New computational method to create drugs more efficiently

Researchers of the University of Barcelona have developed a more efficient computational method to identify new drugs. The study, published in the scientific journal Nature Chemistry , proposes a new way of facing the discovery of molecules with biological activity. Since it is based on a different principle, this method complements conventional tools and allows going forward in the path of rational drug design. ICREA researcher Xavier Barril, from the Faculty of Pharmacy and Food Sciences and The Institute of Biomedicine of the University of Barcelona (IBUB), has led this project, which has the participation of professor Francesc Xavier Luque and PhD student Sergio Ruiz Carmona, members of the same Faculty.

The improvement on efficiency and effectiveness in the discovery of drugs is a key target in pharmaceutical research. In this process, the target are molecules that can be added to a target protein and modify its behavior according to clinical needs. “All current methods to predict if a molecule will join the wished protein are based on affinity, that is, in the complex’s thermodynamic stability. What we are proving is that molecules have to create complexes that are structurally stable, and that it is possible to distinguish between active and inactive by looking at what specific interactions are hard to break”, says Professor Xavier Barril.

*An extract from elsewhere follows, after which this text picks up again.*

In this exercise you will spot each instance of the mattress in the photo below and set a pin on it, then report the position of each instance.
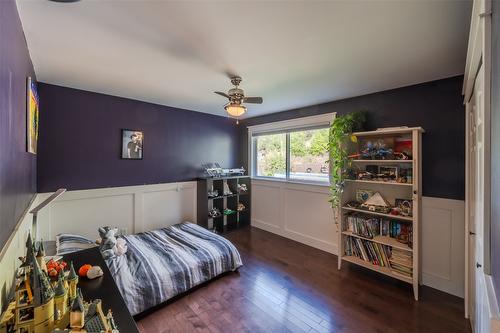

This approach has been applied in software that identifies molecules with more possibilities to join the targeted protein. “The method allows selecting molecules that can be starting points to create new drugs”, says Barril. “Moreover, -he continues- the process is complementary with existing methods and allows multiplying five times the efficiency of the current processes with lower computational prices. We are actually using it successfully in several projects in the field of cancer and infectious diseases, among others”.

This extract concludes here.